之后,我们就可以创建其他张量函数,调用这些操作:
//norch/csrc/tensor.cpp
Tensor* add_tensor(Tensor* tensor1,Tensor* tensor2){
if(tensor1->ndim != tensor2->ndim){
fprintf(stderr,"Tensors must have the same number of dimensions %d and %d for addition\n", tensor1->ndim, tensor2->ndim);
exit(1);
}
int ndim = tensor1->ndim;
int* shape =(int*)malloc(ndim * sizeof(int));
if(shape == NULL){
fprintf(stderr,"Memory allocation failed\n");
exit(1);
}
for(int i =0; i < ndim; i++){
if(tensor1->shape[i]!= tensor2->shape[i]){
fprintf(stderr,"Tensors must have the same shape %d and %d at index %d for addition\n", tensor1->shape[i], tensor2->shape[i], i);
exit(1);
}
shape[i]= tensor1->shape[i];
}
float* result_data =(float*)malloc(tensor1->size * sizeof(float));
if(result_data == NULL){
fprintf(stderr,"Memory allocation failed\n");
exit(1);
}
add_tensor_cpu(tensor1, tensor2, result_data);
return create_tensor(result_data, shape, ndim, device);
}
如前所述,张量重塑不会修改内部数据数组:
//norch/csrc/tensor.cpp
Tensor* reshape_tensor(Tensor* tensor,int* new_shape,int new_ndim){
int ndim = new_ndim;
int* shape =(int*)malloc(ndim * sizeof(int));
if(shape == NULL){
fprintf(stderr,"Memory allocation failed\n");
exit(1);
}
for(int i =0; i < ndim; i++){
shape[i]= new_shape[i];
}
//Calculate the total number of elements in the new shape
int size =1;
for(int i =0; i < new_ndim; i++){
size *= shape[i];
}
//Checkif the total number of elements matches the current tensor's size
if (size != tensor->size) {
fprintf(stderr, "Cannot reshape tensor. Total number of elements in new shape does not match the current size of the tensor.\n");
exit(1);
}
float* result_data = (float*)malloc(tensor->size * sizeof(float));
if (result_data == NULL) {
fprintf(stderr, "Memory allocation failed\n");
exit(1);
}
assign_tensor_cpu(tensor, result_data);
return create_tensor(result_data, shape, ndim, device);
}
虽然我们现在可以进行一些张量运算,但没人愿意用 C/C++ 运行它,不是吗?让我们开始构建 Python 封装程序!
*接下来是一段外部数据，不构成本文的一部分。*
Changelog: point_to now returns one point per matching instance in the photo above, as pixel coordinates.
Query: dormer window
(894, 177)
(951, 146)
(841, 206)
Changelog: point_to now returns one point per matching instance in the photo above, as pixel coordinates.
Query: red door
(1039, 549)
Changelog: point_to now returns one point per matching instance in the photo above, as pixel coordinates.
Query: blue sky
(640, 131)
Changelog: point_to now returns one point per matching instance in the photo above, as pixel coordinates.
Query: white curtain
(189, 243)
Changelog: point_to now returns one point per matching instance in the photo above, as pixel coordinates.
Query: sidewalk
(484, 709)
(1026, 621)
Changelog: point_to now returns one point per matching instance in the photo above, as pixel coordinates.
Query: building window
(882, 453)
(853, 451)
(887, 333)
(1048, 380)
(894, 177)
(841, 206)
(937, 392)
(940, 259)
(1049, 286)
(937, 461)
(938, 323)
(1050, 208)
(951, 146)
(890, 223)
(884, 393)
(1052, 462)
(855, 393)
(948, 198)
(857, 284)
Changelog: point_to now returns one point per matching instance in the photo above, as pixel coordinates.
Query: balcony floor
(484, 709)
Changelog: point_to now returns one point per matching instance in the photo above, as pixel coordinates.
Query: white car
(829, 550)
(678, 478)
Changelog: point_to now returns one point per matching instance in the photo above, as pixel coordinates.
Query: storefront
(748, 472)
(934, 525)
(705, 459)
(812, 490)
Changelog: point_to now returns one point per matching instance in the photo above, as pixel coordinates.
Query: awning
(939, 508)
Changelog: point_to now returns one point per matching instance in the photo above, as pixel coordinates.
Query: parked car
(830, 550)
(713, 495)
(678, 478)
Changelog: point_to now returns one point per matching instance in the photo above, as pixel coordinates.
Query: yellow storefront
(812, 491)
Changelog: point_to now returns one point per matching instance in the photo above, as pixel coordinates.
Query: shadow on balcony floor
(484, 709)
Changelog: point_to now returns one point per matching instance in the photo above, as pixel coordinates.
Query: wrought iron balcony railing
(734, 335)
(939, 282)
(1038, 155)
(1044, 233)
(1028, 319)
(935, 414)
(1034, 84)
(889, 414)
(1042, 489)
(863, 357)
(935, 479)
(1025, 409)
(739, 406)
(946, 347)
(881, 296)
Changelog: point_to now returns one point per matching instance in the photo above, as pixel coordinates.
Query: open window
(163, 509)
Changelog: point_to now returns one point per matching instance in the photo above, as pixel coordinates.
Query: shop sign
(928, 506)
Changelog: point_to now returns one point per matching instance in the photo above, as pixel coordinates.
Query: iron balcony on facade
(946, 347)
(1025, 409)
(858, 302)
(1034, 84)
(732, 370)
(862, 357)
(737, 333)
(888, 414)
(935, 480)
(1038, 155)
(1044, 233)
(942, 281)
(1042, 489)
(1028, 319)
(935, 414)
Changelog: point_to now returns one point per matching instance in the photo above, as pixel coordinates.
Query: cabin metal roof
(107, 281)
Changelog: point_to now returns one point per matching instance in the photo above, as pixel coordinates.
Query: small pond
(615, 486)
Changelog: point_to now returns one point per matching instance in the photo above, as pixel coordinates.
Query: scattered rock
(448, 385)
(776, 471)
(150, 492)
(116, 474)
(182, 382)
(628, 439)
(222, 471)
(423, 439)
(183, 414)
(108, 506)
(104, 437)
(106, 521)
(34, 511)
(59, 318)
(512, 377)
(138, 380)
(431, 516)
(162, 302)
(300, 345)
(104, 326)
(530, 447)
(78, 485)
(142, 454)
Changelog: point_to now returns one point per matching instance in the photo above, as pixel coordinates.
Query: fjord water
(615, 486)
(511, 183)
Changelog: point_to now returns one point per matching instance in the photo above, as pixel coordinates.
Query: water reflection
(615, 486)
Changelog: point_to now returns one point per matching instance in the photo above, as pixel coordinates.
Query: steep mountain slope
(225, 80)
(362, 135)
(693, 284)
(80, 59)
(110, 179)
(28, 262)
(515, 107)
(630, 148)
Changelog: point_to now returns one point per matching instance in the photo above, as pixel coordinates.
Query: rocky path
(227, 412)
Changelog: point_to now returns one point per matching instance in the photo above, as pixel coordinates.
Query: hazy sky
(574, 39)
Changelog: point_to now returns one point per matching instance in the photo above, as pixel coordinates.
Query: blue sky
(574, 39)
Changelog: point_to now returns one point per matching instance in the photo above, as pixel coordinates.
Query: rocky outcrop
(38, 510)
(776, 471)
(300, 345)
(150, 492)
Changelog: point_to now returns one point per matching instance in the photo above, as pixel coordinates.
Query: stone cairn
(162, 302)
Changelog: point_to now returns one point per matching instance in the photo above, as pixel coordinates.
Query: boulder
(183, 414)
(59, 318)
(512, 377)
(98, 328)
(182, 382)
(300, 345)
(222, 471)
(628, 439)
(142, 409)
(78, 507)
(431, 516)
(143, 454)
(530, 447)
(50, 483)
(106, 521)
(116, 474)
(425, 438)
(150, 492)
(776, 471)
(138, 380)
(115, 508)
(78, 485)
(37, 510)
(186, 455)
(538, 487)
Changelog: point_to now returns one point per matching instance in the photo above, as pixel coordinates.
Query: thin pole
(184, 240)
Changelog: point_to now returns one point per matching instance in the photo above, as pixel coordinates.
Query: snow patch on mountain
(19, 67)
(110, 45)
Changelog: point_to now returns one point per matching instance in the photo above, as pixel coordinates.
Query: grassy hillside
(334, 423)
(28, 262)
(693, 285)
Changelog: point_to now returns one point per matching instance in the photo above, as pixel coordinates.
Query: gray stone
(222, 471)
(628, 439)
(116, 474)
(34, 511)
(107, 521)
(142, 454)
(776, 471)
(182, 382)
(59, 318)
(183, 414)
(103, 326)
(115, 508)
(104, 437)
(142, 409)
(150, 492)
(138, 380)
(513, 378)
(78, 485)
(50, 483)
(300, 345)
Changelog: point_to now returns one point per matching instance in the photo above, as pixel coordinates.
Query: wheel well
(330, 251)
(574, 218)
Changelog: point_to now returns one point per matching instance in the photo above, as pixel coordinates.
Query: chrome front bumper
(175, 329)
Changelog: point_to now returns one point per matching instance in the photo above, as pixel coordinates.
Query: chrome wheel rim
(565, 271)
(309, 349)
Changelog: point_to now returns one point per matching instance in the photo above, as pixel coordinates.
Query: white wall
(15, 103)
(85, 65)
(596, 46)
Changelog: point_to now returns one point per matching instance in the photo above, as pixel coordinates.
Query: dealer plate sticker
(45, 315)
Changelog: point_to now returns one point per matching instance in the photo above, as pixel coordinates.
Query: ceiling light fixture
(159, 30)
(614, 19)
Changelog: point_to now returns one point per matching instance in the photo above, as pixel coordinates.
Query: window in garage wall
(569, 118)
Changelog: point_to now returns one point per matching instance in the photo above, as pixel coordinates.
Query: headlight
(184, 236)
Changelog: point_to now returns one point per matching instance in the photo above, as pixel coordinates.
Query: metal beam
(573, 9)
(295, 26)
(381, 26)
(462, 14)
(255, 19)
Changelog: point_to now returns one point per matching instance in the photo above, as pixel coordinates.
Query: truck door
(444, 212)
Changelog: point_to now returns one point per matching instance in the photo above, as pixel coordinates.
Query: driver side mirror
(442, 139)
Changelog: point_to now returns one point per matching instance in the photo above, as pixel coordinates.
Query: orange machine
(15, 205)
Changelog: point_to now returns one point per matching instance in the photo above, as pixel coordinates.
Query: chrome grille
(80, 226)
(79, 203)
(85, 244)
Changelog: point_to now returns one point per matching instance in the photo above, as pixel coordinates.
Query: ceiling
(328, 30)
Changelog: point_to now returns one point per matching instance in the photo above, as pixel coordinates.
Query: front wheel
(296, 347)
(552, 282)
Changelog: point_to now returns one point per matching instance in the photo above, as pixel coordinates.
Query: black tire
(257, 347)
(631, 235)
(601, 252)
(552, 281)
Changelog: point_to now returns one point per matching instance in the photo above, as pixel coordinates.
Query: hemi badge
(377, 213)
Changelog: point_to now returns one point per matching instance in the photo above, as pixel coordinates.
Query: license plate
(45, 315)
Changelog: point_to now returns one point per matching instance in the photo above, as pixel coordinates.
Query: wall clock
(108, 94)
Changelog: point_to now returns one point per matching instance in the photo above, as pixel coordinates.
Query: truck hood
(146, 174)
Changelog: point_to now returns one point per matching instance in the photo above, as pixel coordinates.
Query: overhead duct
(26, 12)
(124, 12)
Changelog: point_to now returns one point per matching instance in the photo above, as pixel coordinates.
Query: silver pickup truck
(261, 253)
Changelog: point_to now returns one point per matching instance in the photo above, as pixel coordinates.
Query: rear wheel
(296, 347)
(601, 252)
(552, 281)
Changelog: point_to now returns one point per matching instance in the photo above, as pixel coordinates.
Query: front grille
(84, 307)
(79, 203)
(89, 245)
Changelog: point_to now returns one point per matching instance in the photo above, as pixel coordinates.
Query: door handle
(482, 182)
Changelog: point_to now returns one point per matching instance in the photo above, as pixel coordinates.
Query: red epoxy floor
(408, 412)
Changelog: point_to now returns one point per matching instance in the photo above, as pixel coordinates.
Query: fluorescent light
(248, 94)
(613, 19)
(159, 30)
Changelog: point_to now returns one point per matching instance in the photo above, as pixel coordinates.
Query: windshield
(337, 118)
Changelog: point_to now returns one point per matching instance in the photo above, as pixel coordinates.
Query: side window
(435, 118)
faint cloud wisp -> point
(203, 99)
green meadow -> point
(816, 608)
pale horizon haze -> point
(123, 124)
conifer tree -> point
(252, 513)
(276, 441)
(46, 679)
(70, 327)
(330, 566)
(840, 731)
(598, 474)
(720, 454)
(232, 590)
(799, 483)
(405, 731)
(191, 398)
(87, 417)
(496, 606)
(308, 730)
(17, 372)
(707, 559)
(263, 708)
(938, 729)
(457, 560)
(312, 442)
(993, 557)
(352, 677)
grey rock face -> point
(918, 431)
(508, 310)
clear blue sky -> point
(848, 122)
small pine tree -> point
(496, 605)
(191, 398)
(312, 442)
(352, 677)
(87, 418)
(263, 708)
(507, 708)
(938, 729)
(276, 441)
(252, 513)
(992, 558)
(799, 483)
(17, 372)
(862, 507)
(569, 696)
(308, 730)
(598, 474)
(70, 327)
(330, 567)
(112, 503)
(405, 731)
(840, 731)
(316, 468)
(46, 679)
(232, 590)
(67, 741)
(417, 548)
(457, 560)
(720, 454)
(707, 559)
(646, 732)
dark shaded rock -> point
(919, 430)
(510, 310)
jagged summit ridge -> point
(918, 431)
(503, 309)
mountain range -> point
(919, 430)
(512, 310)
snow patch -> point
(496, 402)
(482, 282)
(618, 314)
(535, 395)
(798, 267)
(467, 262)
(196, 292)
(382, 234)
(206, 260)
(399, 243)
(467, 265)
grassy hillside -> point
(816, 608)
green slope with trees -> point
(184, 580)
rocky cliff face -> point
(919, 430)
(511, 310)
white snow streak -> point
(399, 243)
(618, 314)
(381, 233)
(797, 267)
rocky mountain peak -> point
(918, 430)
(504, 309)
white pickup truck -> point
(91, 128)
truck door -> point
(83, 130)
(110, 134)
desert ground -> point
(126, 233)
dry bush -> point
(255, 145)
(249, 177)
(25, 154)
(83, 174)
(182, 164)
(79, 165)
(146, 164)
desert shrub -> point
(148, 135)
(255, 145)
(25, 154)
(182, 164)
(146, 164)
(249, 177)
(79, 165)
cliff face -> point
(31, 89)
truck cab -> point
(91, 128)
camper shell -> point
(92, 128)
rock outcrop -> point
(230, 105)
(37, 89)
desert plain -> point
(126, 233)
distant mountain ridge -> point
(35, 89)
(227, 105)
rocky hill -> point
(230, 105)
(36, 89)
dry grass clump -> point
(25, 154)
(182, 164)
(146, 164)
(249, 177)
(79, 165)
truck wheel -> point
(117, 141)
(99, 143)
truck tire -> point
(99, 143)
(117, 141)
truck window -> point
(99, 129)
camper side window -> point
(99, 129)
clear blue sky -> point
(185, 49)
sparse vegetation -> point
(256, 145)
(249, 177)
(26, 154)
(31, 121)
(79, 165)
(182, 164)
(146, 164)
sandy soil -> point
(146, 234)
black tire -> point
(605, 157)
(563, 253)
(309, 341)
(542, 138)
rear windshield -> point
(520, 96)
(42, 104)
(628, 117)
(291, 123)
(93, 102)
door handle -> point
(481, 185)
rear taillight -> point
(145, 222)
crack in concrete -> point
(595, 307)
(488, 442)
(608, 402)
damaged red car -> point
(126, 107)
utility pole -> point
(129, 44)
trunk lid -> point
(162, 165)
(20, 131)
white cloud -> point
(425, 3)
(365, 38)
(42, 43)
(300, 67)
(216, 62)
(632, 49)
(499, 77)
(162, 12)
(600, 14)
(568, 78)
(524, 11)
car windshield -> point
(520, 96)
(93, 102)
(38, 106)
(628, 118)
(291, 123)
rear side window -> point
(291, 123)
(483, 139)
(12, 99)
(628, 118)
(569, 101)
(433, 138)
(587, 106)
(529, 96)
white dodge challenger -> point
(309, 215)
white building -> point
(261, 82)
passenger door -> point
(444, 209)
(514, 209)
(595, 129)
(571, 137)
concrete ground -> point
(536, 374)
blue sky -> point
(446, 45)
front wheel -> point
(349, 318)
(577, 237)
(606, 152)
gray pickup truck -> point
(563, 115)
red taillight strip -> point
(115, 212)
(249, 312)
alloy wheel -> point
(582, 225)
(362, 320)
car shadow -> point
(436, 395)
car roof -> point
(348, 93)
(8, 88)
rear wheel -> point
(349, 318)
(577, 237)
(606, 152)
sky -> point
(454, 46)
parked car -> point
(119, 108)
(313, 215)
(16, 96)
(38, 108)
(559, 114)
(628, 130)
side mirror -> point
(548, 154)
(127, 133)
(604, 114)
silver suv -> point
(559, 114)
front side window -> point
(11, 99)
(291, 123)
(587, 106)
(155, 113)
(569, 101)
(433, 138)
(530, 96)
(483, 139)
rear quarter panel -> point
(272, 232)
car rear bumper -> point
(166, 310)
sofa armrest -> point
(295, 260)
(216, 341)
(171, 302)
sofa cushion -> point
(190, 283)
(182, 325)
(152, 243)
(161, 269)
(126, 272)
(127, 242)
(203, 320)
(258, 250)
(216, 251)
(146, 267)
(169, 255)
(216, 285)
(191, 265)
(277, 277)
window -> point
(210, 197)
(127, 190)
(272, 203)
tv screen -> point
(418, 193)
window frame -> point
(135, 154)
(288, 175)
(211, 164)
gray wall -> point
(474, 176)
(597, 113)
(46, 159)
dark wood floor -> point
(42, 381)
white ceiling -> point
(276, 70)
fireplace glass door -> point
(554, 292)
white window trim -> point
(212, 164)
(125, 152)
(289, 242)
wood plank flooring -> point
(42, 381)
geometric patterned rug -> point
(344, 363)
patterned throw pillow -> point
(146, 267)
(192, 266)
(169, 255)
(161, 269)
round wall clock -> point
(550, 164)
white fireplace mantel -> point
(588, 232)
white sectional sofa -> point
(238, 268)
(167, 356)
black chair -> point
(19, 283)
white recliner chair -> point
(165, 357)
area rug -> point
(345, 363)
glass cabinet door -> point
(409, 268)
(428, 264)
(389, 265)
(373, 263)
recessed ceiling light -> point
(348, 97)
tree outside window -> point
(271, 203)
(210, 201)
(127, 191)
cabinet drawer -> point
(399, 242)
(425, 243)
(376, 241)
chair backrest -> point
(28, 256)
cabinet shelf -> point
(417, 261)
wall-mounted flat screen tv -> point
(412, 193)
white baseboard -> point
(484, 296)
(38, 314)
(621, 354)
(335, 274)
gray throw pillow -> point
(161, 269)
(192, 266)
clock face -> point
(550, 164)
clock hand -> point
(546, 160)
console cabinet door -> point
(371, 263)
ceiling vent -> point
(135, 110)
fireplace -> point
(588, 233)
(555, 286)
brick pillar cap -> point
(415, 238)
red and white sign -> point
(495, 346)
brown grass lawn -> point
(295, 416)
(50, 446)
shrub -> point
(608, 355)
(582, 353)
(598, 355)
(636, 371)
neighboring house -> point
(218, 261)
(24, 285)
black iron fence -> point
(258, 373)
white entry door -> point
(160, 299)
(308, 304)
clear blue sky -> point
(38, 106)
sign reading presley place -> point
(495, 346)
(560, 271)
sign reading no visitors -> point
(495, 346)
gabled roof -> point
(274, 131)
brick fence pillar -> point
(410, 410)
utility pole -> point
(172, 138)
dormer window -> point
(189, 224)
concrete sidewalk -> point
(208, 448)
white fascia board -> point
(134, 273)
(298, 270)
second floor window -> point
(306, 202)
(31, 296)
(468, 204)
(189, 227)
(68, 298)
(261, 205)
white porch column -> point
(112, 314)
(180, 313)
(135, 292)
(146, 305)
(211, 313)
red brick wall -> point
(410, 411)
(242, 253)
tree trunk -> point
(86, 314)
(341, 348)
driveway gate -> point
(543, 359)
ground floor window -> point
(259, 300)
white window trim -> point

使用 Python 运行 C/C++ 代码有很多选择,例如 Pybind11 和 Cython。在我们的例子中,我将使用 ctypes。
ctypes 的基本结构如下所示:
//C code
#include <stdio.h>
float add_floats(float a, float b) {
return a + b;
}
Compile
gcc -shared -o add_floats.so -fPIC add_floats.c
# Python code
import ctypes
# Load the shared library
lib = ctypes.CDLL('./add_floats.so')
# Define the argument and return types for the function
lib.add_floats.argtypes =[ctypes.c_float, ctypes.c_float]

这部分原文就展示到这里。